Places are what we believe they are, and this is where the paradox arises, i.e. when one leaves for a trip in
the hope of confirming the suspicion of the similar, believing that the world has to be similar to itself or, at least, similar to the stories we have been told about it. At any rate, adventurous trips, even those that seem to be manipulated tourist
routes, do always reflect something about the fascination concerning the unclassifiable, even if landscapes are more and more cultural representations, including those that are uninhabited, provided such thing could exist at all. Even those landscapes
deprived of human presence maintain some semblance of it through the implicit human eye behind a camera, or through the painter´s eye. The fact that somebody was there confersa status of habitability or, in another words, it contaminates
those landscapes with an imprint called “we.”
“we” or rather our desire: we need it to be there. A China, mythical and unique, that will be Cathay for ever. And that China is the one that García Cano portrays in his landscapes, a China that is narrated as our imagination
demands, as it was narrated to us so long ago that it had almost vanished in our imagination.

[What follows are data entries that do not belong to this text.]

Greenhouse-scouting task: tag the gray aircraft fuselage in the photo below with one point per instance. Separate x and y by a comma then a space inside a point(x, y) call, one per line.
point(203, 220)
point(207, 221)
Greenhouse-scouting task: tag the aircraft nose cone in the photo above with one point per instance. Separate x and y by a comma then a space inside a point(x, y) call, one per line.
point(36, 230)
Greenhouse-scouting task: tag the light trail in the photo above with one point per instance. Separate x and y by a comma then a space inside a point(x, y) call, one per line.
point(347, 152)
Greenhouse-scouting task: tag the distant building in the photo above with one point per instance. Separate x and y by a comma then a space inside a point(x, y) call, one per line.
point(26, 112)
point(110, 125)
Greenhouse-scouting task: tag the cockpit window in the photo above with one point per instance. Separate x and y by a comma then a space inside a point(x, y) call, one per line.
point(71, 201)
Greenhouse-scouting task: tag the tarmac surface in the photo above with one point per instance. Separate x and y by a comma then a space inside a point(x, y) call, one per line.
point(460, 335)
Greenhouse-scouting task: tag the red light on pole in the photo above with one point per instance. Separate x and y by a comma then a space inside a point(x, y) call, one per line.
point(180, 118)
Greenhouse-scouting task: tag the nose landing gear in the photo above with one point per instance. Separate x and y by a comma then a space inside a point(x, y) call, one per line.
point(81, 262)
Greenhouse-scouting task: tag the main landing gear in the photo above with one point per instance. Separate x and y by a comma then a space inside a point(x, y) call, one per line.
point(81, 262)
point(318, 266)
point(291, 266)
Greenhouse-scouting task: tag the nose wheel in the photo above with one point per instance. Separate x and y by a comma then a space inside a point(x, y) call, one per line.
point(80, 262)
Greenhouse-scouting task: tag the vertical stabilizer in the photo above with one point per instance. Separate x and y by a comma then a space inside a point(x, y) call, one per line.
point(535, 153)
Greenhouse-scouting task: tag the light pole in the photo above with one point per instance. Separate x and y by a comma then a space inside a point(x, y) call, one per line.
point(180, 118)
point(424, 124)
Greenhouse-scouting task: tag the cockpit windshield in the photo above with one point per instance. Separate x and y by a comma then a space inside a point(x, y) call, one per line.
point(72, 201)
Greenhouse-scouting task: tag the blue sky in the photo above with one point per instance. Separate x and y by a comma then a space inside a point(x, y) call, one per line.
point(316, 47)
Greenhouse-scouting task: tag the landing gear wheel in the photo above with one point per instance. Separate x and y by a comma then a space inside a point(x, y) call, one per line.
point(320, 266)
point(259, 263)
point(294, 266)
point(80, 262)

“Et je vis ce conte byzanthin / publié par les pluies / sur les fortes épaules de la montagne / dans l´alphabet fantasque de l´eucalyptus. / et de vrai / au nom du baobab et du palmier / de mon cœur Sénégal
et of mon cœur d’îles / je saulai avec pureté l’eucalyptus / du fin fond scrupuleux de mon cœur végétal.” (Such is the beginning of Aimé Césaire´s “Ethiopia,”
a poem belonging to Noria, a collection appeared in 1974 as a book, but first published ten years before on a special issue of Présence Africaine that celebrates the independence of the African nations).
Césaire, the great poet, wrote those verses in Martinique, his native country, with the purpose of praising a continent that, from the Caribbean perspective, is the mythic place of his roots: “I saw the byzantine history
published by the rains.” His island is the territory of the crossroads par excellence: “My heart of Senegal and my heart of the island.” That space, because of its strange beauty, is comparable to Césaire´s
strange scripture: “Belle comme ton écriture étrange,” i.e., the scripture that edits the history among the natural spaces and over the plants, “published by the rains/ in the strong shoulders of the mountains/ in the strange
alphabet of the eucaliptus.”
Yet the poet, as the owner of a “green heart”, writes from the depths of that viscera of branches and leaves, while creating a new alphabet that has something of a magic altar
for an improvised voodoo rite, making the readers face a conflict –or rather an appearance of conflict– arising from the mythical past and the imposed present.
Such is the conflict made patent by the Martinican poet, but so is the conflict each of us has to face when looking at the world and clumsily trying to determine which of the many realities
should be counted as the reality itself.